Paper No. 16-6
Presentation Time: 10:20 AM
FORAMINIFERAL ESTIMATE OF COSEISMIC SUBSIDENCE DURING THE AD 1700 MEGATHRUST EARTHQUAKE FROM SOUTHERN WASHINGTON
From the mid- to late-Holocene, there is turbidite and coastal evidence of up to twelve megathrust earthquakes along the Cascadia subduction zone, the most recent of which occurred in AD 1700 and resulted in ~0.2 to >0.8m of coastal subsidence. Due to the absence of instrumentally recorded large (>8.0M) seismic events, intertidal foraminifera are used to reconstruct paleoenvironments and estimate coseismic subsidence. Importantly, the AD 1700 earthquake estimates are used to refine plate-rupture models to describe rupture width and length (constraints on magnitude), in order to understand the impact of past and future megathrust earthquakes.

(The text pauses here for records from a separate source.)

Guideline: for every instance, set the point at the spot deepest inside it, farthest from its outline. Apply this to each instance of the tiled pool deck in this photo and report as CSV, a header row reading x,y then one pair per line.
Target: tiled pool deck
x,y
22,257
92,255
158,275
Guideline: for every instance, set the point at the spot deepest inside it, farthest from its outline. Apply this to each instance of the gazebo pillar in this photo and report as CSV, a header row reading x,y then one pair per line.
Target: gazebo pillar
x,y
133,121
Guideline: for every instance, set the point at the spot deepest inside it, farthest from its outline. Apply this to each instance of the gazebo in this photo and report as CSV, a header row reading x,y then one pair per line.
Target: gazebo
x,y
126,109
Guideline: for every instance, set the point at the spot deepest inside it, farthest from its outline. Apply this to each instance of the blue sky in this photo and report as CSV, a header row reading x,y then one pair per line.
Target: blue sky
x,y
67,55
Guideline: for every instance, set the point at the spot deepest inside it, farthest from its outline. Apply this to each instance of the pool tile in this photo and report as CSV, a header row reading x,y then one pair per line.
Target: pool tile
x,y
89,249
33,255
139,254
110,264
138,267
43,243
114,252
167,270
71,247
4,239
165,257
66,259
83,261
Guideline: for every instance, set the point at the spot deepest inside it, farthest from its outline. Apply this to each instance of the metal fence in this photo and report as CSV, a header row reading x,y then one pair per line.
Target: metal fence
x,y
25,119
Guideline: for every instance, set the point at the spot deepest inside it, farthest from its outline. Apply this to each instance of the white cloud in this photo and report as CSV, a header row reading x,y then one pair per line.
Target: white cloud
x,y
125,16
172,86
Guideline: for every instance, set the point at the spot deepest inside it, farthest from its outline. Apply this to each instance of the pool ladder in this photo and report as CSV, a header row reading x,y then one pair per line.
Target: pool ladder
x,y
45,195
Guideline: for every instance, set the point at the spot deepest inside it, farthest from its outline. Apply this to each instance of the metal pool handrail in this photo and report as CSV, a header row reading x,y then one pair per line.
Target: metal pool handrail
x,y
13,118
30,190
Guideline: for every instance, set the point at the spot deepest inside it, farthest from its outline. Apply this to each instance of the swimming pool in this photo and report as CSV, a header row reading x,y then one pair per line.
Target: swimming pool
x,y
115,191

While rupture length appears variable based on the distribution of archived paleoseismic indicators (e.g. buried soils, tsunami sands), rupture width is assumed to be limited by the 3500C or 4500C isotherms and determines the position of maximum subsidence. To further constrain the rupture width for the AD 1700 earthquake, two sites (western Willapa Bay and eastern Grays Harbor) separated longitudinally by 20km, were selected in Washington. A modern foraminiferal training set from Oregon, collected by Hawkes et al. 2010, Engelhart et al. 2013, and Milker et al. 2016, was used to develop a transfer function relating modern marsh assemblages to paleo-assemblages found within sediment cores to determine the paleoenvironment. Subsidence estimates for replicate cores within a single site will be used to demonstrate the reproducibility of intra-site reconstructions using the transfer function technique and inter-site (western vs. eastern) subsidence estimates will be compared to constrain the down-dip rupture extent.